How to analyse any tabular data in less than 2 minutes?

Adam Gabriel Dobrakowski
MIM Solutions Blog
Published in
5 min readApr 12, 2023

Author: Adam G. Dobrakowski
Redaction: Zuzanna Kwiatkowska

There is a simple way to analyse (almost) any tabular data in less than 2 minutes in a simple and efficient way. I will show you how to do it using only 2 Python tools: Jupyter notebook and Pandas profiling.

No matter what our problem is, if the solution requires implementation of some machine learning model, we always have to start with data analysis. Let’s say we have a single table, where rows represent observations (for example people we analyse), and the columns represent their features (for example age, height, gender, etc.).

Based on my experience, I would argue that there are 8 things that you should always check in your analysis:

  1. What is the number of observations and features (meaning you should check the dimensionality of the data)
  2. Analyse manually a subset of observations from your table
  3. Assign the type to each of your features
  4. Verify the distribution of each feature
  5. Check if there are outliers in data
  6. Check if there are any missing data (for example NULL values)
  7. Find correlations and dependencies between features
  8. Verify the quality and correctness of the data

Sounds like a lot of work. The good news is that we can do all of that with a single command!

To do that we will need the Pandas profiling library in Python. I will show you how it works using the House Rent Prediction Dataset as an example.

After you download and unpack your data, you can use the following piece of code in your notebook to generate the report:

! pip install pandas_profiling

import pandas as pd
import pandas_profiling

df = pd.read_csv("House_Rent_Dataset.csv")

profile = pandas_profiling.ProfileReport(df)
profile

And that’s all! That’s the only thing required to generate a complex report which addresses all of the points I mentioned. Let’s analyse it step by step.

Overview

In the first section, called Overview, you can find some basic information about your dataset:

You can see the number of features (variables), number of observations and types of features. All of this addresses points 1 and 3 from our checklist. Additionally, we can already see if there are duplicates amongst the observations, which is a first step to verify data quality and correctness.

Alerts

Here you can see all the problems that are probably present in your data such as, but not limited to, high correlation between features, skewness, uniformity, zero-values or nulls, small variability of data (such as one persisting value in some feature) or a large number of unique values within a feature.

In our example, we are shown 24 alerts:

You have to remember that alerts are just giving you tips on what to further verify manually or take a closer look at. They don’t necessarily mean there are actual problems in your data. Nevertheless, we can tick point 8 from our checklist.

Variables

Another section of the report gives us a closer look into variables, segregated to various types like numerical or categorical.

Numerical features

Let’s analyse the numerical features section using an example of `Size` feature. It represents the size of a house or apartment and is measured in square feet.

On the right, we can automatically analyse the distribution of the feature using a plot, but also see some important parameters of this distribution like its mean, minimum, maximum or percent of specific values (for example zeros, negative, missing, infinite, distinct, etc.)

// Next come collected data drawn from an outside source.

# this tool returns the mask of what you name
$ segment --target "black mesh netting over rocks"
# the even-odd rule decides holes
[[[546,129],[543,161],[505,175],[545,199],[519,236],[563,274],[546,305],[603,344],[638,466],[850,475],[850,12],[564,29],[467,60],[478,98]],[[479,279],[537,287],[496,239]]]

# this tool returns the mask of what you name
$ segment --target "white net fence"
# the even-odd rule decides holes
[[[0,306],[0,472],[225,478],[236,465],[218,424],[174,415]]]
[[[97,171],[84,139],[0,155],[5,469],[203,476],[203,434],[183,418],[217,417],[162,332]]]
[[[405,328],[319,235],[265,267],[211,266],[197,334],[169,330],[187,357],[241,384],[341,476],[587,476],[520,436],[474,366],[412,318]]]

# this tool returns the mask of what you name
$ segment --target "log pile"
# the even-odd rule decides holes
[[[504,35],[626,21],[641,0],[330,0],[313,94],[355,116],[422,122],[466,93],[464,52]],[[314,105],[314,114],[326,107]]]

When we open a section with details, there is even more information available for the analysis.

We could use 5th and 95th percentile to indicate a cut-off for outliers (meaning that any value lower than 5th percentile and higher than 95th is an outlier). This is not a bad approach, but in this report we have a dedicated tool for outliers analysis called `Extreme values`. There you can find 5 of the highest and of the lowest values for each feature.

Categorical features

The analysis for categorical features will be only slightly different than for numerical features shown above. The example of a categorical feature may be the “City”, indicating where exactly the house or apartment is located.

Again, in this section, we get all the information required to tick off numbers 4–6 from our checklist.

Interactions & Correlations

Another interesting information we get in the report is the list of dependencies between features — both in visual and numerical form.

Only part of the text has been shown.